I wasn’t necessarily a precocious child, but my mother was a very strong-willed lady and a notorious procrastinator, and I often got in trouble because of it. Things like late permission slips and missing lunch money, or her advice — “It really is okay not to sleep at naptime. Your teachers won’t mind.” — plagued me. There was always something, and often my mother was the underlying cause.

So when she randomly showed up on a warm fall day in first grade announcing a family emergency, my teachers thought nothing of it. I grabbed my Smurfs lunchbox and raced after her. The hallways were a sea of autumnal color, covered in art made by young and clumsy hands. Orange paper plates transformed into crooked jack-o-lanterns and a dozen variations of black cats cut from inky construction paper hissed at passers-by. To this day, fall and all the colors that accompany it trigger warm memories of my mother.

I kept whispering, “What’s wrong?” but she just kept walking and she wouldn’t answer me. As we reached her little white and blue– pinstriped Ford Ranger (which she had already wrecked twice), I was shaking with fear. As a frequent visitor to the ER at a young age, I was well aware that the word “emergency” meant something bad and painful that usually involved needles and shots.

As we closed the doors of her truck, she grabbed my hand and said, “The emergency is that I missed my daughter.” And then she told me that we were going to the lake, one of our favorite mother-daughter activities. I opened my mouth to cheer but before I got one gleeful screech out, she slapped my thigh, hard!

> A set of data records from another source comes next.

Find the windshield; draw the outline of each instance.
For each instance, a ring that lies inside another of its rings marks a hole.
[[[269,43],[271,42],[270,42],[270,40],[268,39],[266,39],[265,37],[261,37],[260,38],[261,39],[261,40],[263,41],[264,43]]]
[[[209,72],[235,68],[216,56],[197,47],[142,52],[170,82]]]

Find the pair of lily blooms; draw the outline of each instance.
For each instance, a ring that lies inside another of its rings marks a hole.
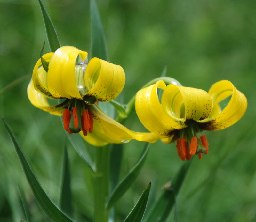
[[[140,90],[136,96],[137,115],[150,132],[130,130],[107,115],[97,105],[98,101],[113,100],[121,92],[125,82],[124,70],[97,58],[88,63],[87,56],[86,52],[69,46],[43,56],[47,69],[40,59],[34,68],[28,94],[35,106],[63,115],[66,130],[79,132],[94,145],[132,139],[150,143],[161,139],[165,143],[177,142],[178,154],[183,160],[189,160],[195,154],[201,159],[202,153],[208,153],[208,144],[205,135],[199,138],[197,134],[203,130],[228,127],[246,110],[246,98],[229,81],[216,83],[207,93],[179,84],[166,86],[160,80]],[[161,103],[159,88],[163,90]],[[219,104],[230,96],[222,110]],[[50,106],[47,98],[66,100]]]

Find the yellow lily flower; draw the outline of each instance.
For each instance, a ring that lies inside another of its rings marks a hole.
[[[70,133],[80,132],[95,145],[124,143],[132,139],[150,142],[159,139],[154,133],[130,130],[99,108],[97,101],[111,101],[122,91],[124,71],[120,66],[97,58],[88,63],[87,56],[87,52],[69,46],[43,56],[49,62],[48,70],[44,70],[39,59],[28,87],[32,104],[52,114],[63,115],[65,130]],[[66,99],[50,106],[47,97]]]
[[[158,88],[164,91],[161,103]],[[230,96],[222,110],[219,104]],[[138,92],[135,108],[140,120],[149,131],[165,137],[161,139],[164,143],[177,142],[178,154],[184,161],[189,160],[195,154],[200,159],[202,153],[208,152],[206,136],[199,139],[197,133],[231,126],[244,115],[247,103],[244,95],[227,80],[213,84],[209,93],[173,84],[166,86],[160,80]]]

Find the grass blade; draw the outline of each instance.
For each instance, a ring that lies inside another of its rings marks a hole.
[[[95,171],[95,164],[87,152],[81,136],[78,134],[70,134],[68,132],[67,135],[74,149],[94,174]]]
[[[126,174],[112,193],[107,204],[106,209],[107,210],[111,209],[128,189],[137,178],[145,162],[146,157],[149,151],[150,146],[150,144],[148,143],[140,158],[136,164]]]
[[[38,0],[41,11],[43,15],[43,18],[48,43],[52,52],[55,52],[60,47],[60,44],[58,36],[56,30],[53,26],[53,24],[49,14],[47,11],[45,6],[42,0]]]
[[[99,11],[95,0],[91,0],[91,55],[108,61],[105,37]]]
[[[28,204],[27,202],[26,197],[24,194],[23,190],[20,188],[19,183],[17,184],[18,186],[18,189],[20,192],[20,198],[21,199],[22,205],[23,205],[23,208],[24,209],[24,211],[25,212],[25,214],[26,215],[27,220],[28,222],[32,222],[33,221],[31,219],[31,213],[29,211],[29,208],[28,207]]]
[[[61,176],[60,207],[64,212],[70,216],[73,215],[72,196],[70,188],[70,176],[68,157],[67,150],[67,144],[65,143],[63,155],[63,165]]]
[[[166,221],[176,203],[176,196],[181,187],[191,162],[191,161],[185,162],[175,175],[172,183],[170,183],[169,186],[165,186],[164,191],[144,222]]]
[[[11,138],[22,166],[23,171],[30,185],[36,200],[48,217],[54,221],[74,222],[61,210],[45,193],[32,170],[24,153],[20,148],[13,133],[5,120],[4,124]]]
[[[147,206],[151,187],[151,182],[150,182],[124,222],[141,222]]]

I was shocked and I started bawling. We rounded the corner of my school and drove past a row of windows filled with the curious faces of my classmates, noses pressed up against the glass. What they saw was my face contorted with sobs, howling just one word to my mother: “Why?” I’m quite sure they thought, “Wow. That must be some kind of emergency.”

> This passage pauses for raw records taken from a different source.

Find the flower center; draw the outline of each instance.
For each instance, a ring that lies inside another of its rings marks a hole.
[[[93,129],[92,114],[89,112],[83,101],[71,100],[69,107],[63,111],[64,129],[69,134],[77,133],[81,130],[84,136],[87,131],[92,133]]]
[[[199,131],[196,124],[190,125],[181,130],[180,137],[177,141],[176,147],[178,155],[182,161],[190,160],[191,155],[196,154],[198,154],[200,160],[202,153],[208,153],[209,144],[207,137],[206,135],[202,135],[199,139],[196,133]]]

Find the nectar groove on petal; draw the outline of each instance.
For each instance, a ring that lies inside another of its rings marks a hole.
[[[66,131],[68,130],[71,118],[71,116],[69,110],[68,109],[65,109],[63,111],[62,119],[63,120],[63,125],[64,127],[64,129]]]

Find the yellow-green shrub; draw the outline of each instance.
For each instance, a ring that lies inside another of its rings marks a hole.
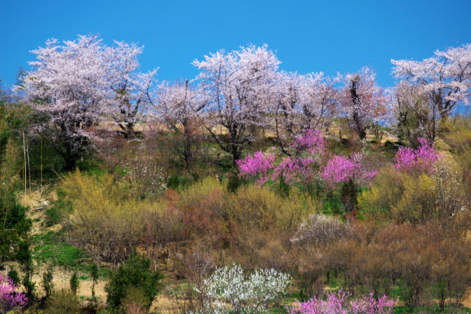
[[[149,204],[123,196],[110,175],[82,174],[79,170],[62,178],[60,189],[72,211],[63,223],[73,240],[99,263],[114,265],[124,261],[143,234]]]

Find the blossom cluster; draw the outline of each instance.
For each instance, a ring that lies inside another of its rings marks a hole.
[[[311,214],[298,227],[291,243],[299,246],[306,244],[327,244],[350,233],[348,224],[338,218],[322,214]]]
[[[386,296],[375,299],[371,293],[361,299],[349,300],[350,293],[341,290],[327,292],[327,299],[312,299],[287,307],[289,314],[390,314],[394,300]]]
[[[27,305],[28,298],[18,288],[11,279],[0,274],[0,313],[9,313]]]
[[[324,182],[334,186],[353,181],[360,186],[366,186],[376,174],[363,166],[363,155],[354,153],[350,157],[335,155],[322,167],[321,177]]]
[[[334,155],[325,166],[320,167],[326,142],[319,130],[305,130],[302,135],[294,138],[290,147],[294,151],[293,156],[282,158],[278,164],[273,151],[257,151],[237,160],[241,176],[255,178],[260,185],[270,179],[292,185],[320,177],[334,186],[350,180],[359,186],[367,186],[376,174],[376,172],[365,169],[364,156],[360,153],[354,153],[350,157]]]
[[[265,313],[268,304],[286,292],[291,280],[276,269],[245,274],[239,265],[216,268],[197,292],[205,299],[203,313]]]
[[[307,151],[313,154],[322,154],[325,151],[326,142],[320,130],[308,129],[303,135],[294,137],[291,146],[297,154]]]
[[[430,172],[433,164],[440,157],[436,152],[433,143],[428,143],[424,138],[419,138],[420,146],[414,149],[410,147],[401,147],[394,156],[396,169],[408,172],[416,171]]]
[[[271,152],[257,151],[236,163],[241,174],[245,177],[257,178],[257,183],[262,185],[269,179],[269,173],[275,167],[275,155]]]
[[[256,178],[257,183],[264,184],[269,179],[287,184],[294,184],[315,175],[313,168],[325,151],[326,143],[322,132],[306,130],[290,144],[293,156],[287,156],[275,163],[273,151],[257,151],[253,156],[237,160],[241,176]]]

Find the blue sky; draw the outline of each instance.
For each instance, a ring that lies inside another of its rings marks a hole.
[[[15,82],[49,38],[99,33],[145,46],[158,79],[193,77],[209,52],[267,43],[281,68],[327,75],[373,66],[390,85],[391,59],[422,59],[471,42],[471,1],[0,0],[0,78]]]

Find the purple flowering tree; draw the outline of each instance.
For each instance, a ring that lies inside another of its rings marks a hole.
[[[424,138],[419,138],[420,146],[414,149],[401,147],[394,156],[396,169],[409,173],[430,172],[433,163],[440,158],[440,153],[435,151],[433,143],[428,143]]]
[[[357,186],[367,186],[376,172],[366,170],[363,159],[360,153],[354,153],[350,157],[334,155],[322,167],[321,177],[331,187],[350,181]]]
[[[322,132],[306,130],[289,145],[292,156],[276,163],[273,151],[257,151],[253,156],[237,160],[241,176],[255,178],[260,185],[269,179],[279,182],[283,180],[292,185],[313,178],[317,174],[320,160],[325,151],[326,142]]]
[[[289,314],[390,314],[394,300],[384,296],[375,299],[371,293],[368,297],[350,299],[348,292],[339,290],[327,292],[327,299],[311,299],[297,302],[286,308]]]
[[[23,308],[28,303],[26,295],[19,291],[17,285],[8,277],[0,274],[0,313]]]

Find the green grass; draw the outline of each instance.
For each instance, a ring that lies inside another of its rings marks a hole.
[[[47,232],[37,234],[33,239],[33,259],[38,264],[52,263],[54,266],[64,267],[66,269],[77,270],[90,273],[93,260],[87,251],[75,248],[65,241],[63,231]],[[107,278],[110,269],[101,266],[100,277]],[[83,276],[80,280],[88,278]]]
[[[66,242],[62,232],[38,234],[33,241],[33,258],[38,263],[52,262],[54,266],[75,269],[91,261],[84,250]]]

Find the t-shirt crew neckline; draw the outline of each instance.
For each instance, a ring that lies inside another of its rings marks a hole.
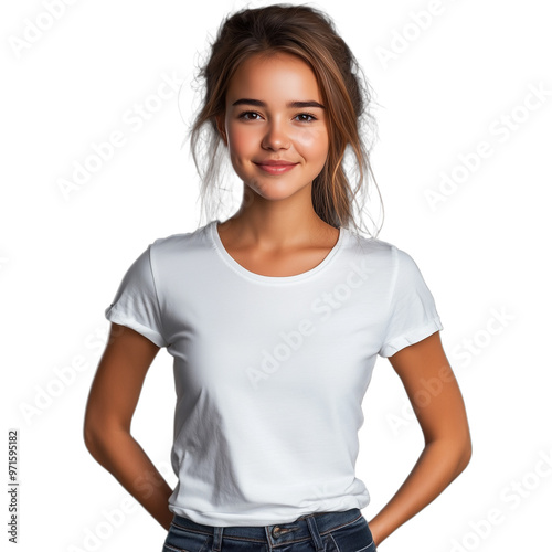
[[[248,278],[251,280],[255,282],[262,282],[264,284],[287,284],[287,283],[295,283],[295,282],[300,282],[307,278],[310,278],[311,276],[315,276],[316,274],[322,272],[325,268],[328,267],[328,265],[336,258],[336,255],[341,248],[341,245],[343,244],[346,240],[346,234],[348,230],[343,226],[339,227],[339,237],[338,241],[336,242],[336,245],[331,248],[331,251],[326,255],[326,257],[322,259],[321,263],[319,263],[317,266],[311,268],[310,270],[307,270],[305,273],[300,274],[295,274],[293,276],[265,276],[263,274],[257,274],[253,273],[251,270],[247,270],[247,268],[243,267],[237,261],[234,259],[234,257],[225,250],[221,236],[219,235],[217,231],[217,225],[221,221],[217,219],[212,221],[209,224],[208,231],[209,235],[211,237],[211,241],[213,242],[213,245],[221,256],[221,258],[226,263],[230,268],[233,270],[237,272],[240,275],[242,275],[245,278]]]

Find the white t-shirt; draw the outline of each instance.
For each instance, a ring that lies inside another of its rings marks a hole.
[[[443,329],[417,265],[341,227],[315,268],[263,276],[217,223],[155,240],[105,310],[174,359],[169,509],[229,527],[364,508],[358,431],[376,355]]]

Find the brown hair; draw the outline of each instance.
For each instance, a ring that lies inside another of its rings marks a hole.
[[[220,171],[224,148],[216,117],[225,112],[230,81],[251,55],[276,52],[299,56],[312,68],[327,106],[329,152],[323,169],[312,181],[315,212],[335,227],[350,226],[352,222],[360,230],[352,203],[359,193],[364,200],[367,170],[373,178],[369,149],[362,140],[364,125],[375,130],[368,109],[371,95],[354,55],[337,34],[331,19],[305,4],[243,9],[221,23],[210,56],[198,75],[205,87],[201,110],[191,128],[191,151],[202,180],[202,204],[208,195],[214,194],[215,188],[224,189]],[[353,170],[358,173],[354,189],[344,167],[348,150],[352,150]],[[363,203],[359,211],[361,221]]]

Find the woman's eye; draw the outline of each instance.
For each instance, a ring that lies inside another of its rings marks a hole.
[[[245,119],[245,120],[257,120],[257,119],[254,119],[254,118],[251,118],[251,117],[246,117],[247,115],[258,116],[258,113],[255,113],[255,112],[243,112],[243,113],[240,114],[240,118],[241,119]]]
[[[296,115],[296,117],[310,117],[310,119],[300,119],[301,123],[310,123],[312,120],[316,120],[316,117],[311,113],[300,113]]]

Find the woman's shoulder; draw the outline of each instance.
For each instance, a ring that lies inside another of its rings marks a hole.
[[[212,223],[206,223],[188,232],[179,232],[157,237],[151,242],[150,247],[155,250],[157,254],[169,254],[173,251],[182,252],[183,248],[193,248],[195,244],[205,241],[210,224]]]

Once we were safely out of sight, my mother pulled over and hugged me tight, apologizing for what she’d done. She said, “I’m sorry I slapped you, but if we came around that corner and all of your classmates and your teacher saw you cheering and clapping they would have known.”

That stolen day at the lake remains one of the best days of my life. After I stopped crying, we got happy meals at McDonald’s. We fed Cheetos to the squirrels. We splashed and played in the blue-green lake water, still warm enough in the Texas fall to swim in. We flew a kite and got it stuck in a tree. And we laughed until our cheeks hurt.

I didn’t ask the burning question on my mind. Was it really okay to skip school and play hooky with my mother at the lake? Wasn’t that breaking the rules?

Yes, of course it was — but my mother knew that sometimes rules needed to be bent. Even broken.

They say a mother’s intuition is one of the most powerful forces in the world, and I am convinced that’s true. My mother died that November, a little over a month after our trip to the lake, after a terrible accident resulted in septic shock.

My mother knew something that no one else did that day when she took me to the lake. Somehow, deep in her soul, she knew that her time with me was short. And she was willing to bend a few rules to get one more laugh with me, to get one more hug… to get one more day at the lake.

A month after my mother died, I remember sitting under the Christmas tree, horribly sad that we wouldn’t be able to exchange gifts anymore. But even in death, my mother came to the rescue. Normally, she waited until the last minute for everything. Except that year. She had secretly bought our presents in October and although she was gone — her love and her lessons weren’t.

Those lessons live on in my heart to this day. Trust your heart. Your instinct is smarter than you give it credit for. Find something every day that makes you laugh until your cheeks hurt. Don’t be so afraid of what everyone else thinks. If you want to dress like Mary Lou Retton, by all means girl — go for it!